9:07pm Sat 29 Sep 12
Ben Beaconsfield wrote:labour are very much responsible for this mess by not introducing regulation into the financial sector but this is not about who is to blame because labour and the tories are too similar to distinguish from, this is about helping out our fellow workers who did not gain from the boom years but find theselves taking the full force of the bust. I am very dissapointed by Ed Milliband since he became leader and through him things will not change. I know the union movement is not perfect but its grass roots members are campaigning to save jobs and services. Our long term goal is to get working people back into the labour party to put pressure on these privately educated blairites to start representing the interests of every day people. We are the silent victims of austerity this campaign is about letting our voices be heard.
craigot89 says: "It is local people who are also council tax payers realising people shouldnt have to loose their jobs and services to pay off a deficit created by the extreme greed of the financial sector."
So the last 'New' Labour government had nothing to do with anything, then?

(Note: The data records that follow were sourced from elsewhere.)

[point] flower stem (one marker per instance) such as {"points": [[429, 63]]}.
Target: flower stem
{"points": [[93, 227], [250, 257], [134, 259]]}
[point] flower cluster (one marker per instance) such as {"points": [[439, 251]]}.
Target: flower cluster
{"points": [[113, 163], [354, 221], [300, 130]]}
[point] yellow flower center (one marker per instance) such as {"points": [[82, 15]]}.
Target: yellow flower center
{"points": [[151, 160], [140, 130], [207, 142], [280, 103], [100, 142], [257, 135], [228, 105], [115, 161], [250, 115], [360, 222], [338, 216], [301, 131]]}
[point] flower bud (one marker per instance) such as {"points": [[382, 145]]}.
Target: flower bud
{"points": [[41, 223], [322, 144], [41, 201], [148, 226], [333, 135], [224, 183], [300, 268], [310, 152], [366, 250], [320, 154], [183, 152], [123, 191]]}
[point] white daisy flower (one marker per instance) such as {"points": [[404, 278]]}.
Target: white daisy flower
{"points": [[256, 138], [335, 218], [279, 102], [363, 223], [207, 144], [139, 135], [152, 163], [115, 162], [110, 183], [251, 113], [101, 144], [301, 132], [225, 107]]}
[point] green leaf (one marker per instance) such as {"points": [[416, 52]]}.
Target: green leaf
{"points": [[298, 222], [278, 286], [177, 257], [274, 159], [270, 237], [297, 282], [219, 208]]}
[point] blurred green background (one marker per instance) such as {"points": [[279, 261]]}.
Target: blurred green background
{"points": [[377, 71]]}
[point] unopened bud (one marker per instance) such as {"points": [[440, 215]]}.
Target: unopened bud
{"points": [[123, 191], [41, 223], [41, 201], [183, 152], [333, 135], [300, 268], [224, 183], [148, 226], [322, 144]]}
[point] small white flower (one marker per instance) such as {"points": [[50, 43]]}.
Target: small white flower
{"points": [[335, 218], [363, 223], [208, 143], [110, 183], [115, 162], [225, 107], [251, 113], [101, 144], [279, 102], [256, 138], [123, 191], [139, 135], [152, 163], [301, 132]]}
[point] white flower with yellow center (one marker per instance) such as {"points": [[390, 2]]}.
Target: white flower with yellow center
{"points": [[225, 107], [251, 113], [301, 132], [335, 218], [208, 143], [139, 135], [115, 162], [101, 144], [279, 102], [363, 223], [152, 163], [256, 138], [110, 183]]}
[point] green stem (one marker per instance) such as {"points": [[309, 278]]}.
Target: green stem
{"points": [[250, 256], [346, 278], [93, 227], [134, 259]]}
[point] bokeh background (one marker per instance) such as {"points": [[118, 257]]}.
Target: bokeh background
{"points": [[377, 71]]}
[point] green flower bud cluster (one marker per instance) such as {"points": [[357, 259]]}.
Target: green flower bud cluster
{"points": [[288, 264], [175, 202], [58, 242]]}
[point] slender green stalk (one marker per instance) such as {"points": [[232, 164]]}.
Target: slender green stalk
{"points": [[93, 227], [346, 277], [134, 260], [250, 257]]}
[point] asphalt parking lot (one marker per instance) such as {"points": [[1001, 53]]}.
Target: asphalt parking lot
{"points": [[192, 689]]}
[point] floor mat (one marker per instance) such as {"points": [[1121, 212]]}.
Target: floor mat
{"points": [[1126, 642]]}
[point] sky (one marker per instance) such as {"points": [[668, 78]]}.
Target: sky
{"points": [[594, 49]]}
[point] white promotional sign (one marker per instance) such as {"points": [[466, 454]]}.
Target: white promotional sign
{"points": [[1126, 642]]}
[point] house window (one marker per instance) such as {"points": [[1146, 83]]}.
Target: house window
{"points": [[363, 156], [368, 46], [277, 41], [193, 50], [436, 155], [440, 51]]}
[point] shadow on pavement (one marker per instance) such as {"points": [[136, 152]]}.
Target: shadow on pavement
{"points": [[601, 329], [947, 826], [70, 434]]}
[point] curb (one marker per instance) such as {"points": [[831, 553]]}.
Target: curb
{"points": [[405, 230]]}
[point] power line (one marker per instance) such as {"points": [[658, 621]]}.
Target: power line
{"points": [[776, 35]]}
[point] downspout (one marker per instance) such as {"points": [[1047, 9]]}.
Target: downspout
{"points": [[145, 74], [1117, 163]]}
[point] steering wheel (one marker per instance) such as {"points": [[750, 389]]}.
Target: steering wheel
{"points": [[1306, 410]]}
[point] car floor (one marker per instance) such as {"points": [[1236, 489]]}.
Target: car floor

What about the Big Lie (not a word I normally use when commentating on political matters, but in this context the appropriate one) from Blair and Brown: "No more Tory boom or bust"?
One thing 'New' Labour had with the Labour Party of old - they still managed, like McDonald, Attlee, Wilson and Calaghan before them, to leave this country in a worse economic mess than they found it.
And now we have the architects of the 'New' Labour disaster - Milliband and Balls, both deeply involved in crafting the last government's economic strategy - looking to be given a second chance.....
sancam39 says...
4:07pm Tue 11 Sep 12
This will not be repeated by a Labour led Council, so once again the workers on the front line will be shafted.
I have yet to see the high levels of senior mangers being given their marching orders, with minmum redundancy payments, quite a number are even now on Garden Leave or Suspended from the top paid ranks but always on full pay or inflated pay offs.
It stinks, and Phil Davies knows it.